‘We are stretched to breaking point’: Pulmonologist warns about the dire state of Mississippi hospitals
Pulmonologist Dr. Ijlal Babar warned about the dire state of health care systems and providers in Mississippi.
“I’d like the country to know that we are stretched to breaking point, that we need help,” said Babar, the Critical Care Director at Singing River Health in Mississippi.
“We’re stretched to capacity right now, our ICU beds are full, we’re having to board a significant number of patients in the ER.”
In Mississippi several schools have already been forced to switch to remote learning as Covid cases and hospitalizations surge across the state. Average daily cases are up 45% over the past week, according to data from Johns Hopkins, while hospitalizations are up 40% over the same time period, according to the Department of Health and Human Services. State officials asked the Biden administration to send a military hospital ship to take pressure off the overwhelmed health care system.

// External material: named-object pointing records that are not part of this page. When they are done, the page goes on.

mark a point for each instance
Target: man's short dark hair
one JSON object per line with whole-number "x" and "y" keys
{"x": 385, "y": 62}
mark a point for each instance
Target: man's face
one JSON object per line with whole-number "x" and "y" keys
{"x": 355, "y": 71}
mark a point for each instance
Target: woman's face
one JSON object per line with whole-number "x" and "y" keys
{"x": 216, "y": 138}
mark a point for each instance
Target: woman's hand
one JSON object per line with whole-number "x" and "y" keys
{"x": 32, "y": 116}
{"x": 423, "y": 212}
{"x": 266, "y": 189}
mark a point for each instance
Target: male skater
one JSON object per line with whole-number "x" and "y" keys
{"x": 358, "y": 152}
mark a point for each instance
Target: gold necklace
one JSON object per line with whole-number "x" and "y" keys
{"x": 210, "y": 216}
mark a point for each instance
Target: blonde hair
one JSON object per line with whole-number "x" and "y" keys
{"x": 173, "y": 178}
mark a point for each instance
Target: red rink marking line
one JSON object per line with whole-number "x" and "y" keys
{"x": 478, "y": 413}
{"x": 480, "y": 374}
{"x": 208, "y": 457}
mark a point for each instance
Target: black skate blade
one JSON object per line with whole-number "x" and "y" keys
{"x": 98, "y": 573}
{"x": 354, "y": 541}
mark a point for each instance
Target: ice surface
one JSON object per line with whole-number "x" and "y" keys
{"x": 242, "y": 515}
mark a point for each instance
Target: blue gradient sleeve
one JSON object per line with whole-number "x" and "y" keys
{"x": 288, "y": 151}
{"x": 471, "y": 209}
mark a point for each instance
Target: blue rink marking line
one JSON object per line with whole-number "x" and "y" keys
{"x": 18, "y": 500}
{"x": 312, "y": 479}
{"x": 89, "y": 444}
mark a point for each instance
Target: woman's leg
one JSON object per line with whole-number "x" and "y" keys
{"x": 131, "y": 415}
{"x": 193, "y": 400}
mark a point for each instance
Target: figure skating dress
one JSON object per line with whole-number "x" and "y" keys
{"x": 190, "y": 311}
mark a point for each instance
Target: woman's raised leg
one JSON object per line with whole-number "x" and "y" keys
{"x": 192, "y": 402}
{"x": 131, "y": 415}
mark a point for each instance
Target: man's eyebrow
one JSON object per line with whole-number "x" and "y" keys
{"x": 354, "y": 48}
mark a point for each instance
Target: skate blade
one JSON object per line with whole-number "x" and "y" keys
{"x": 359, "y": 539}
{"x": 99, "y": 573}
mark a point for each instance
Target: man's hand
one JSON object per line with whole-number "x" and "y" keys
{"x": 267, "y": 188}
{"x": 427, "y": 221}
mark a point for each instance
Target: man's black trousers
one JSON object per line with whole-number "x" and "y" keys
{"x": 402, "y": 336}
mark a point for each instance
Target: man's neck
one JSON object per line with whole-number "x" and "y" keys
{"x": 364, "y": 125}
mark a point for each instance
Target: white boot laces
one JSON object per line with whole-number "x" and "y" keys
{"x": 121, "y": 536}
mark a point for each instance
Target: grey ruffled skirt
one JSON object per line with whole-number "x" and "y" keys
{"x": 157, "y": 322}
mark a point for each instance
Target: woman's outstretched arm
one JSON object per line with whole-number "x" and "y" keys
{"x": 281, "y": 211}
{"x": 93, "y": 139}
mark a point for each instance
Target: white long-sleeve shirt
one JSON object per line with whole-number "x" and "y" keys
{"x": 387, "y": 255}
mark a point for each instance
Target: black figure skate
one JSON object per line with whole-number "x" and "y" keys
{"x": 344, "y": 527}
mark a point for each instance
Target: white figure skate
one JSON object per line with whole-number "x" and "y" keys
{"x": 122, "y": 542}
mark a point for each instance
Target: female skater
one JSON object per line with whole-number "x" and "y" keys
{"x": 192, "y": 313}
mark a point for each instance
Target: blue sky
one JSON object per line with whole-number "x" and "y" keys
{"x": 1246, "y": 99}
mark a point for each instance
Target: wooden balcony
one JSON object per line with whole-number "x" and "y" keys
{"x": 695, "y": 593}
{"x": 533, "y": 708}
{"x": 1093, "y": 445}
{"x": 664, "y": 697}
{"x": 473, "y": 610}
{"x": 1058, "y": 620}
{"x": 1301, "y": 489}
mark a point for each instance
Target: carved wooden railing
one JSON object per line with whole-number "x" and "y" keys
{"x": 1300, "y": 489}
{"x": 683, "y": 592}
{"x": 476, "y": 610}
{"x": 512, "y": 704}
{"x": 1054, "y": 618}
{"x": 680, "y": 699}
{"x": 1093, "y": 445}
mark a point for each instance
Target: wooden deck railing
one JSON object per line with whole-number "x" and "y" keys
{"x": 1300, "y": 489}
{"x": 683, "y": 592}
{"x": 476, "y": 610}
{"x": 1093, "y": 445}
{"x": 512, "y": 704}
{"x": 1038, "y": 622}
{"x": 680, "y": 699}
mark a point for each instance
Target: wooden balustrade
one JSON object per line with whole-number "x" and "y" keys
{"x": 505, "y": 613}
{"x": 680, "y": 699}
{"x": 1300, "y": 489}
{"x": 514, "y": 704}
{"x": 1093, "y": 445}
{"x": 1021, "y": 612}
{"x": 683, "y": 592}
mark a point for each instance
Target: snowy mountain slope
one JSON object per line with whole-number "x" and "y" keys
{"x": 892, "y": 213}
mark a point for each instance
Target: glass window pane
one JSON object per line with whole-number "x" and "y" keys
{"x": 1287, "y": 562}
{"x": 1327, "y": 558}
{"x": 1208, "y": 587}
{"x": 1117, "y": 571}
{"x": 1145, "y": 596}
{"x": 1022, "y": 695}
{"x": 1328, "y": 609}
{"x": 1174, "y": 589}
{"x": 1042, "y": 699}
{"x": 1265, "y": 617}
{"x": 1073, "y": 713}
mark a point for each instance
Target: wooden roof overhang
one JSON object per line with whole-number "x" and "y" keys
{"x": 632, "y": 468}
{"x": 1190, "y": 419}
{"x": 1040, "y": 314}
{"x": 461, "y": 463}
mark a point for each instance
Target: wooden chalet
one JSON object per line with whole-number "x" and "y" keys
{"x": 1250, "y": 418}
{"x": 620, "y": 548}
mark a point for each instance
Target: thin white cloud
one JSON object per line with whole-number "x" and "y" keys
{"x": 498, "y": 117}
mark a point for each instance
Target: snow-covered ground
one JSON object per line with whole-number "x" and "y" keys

Babar told “The News with Shepard Smith” that he’s seeing more younger patients compared to the surge in cases last year.
“The average age is below 50, their lungs are as sick or sicker than they were in the previous surges,” said Babar. “So last year we were seeing people’s kidneys and livers collapsing and we’re not seeing that this time, but the lungs are terrible.”
35.4% of people in Mississippi are fully vaccinated, the second lowest rate in the country, according to the Centers for Disease Control and Prevention. Babar said he is advising patients to get vaccinated, but that he’s received pushback.
“I’ve been told by one patient, one very young patient, that she would rather die than get the vaccine, so that’s what we see.”
Babar added that of the few patients with Covid he has seen who have gotten vaccinated, “no one has needed to be on a ventilator, and almost everybody gets discharged.”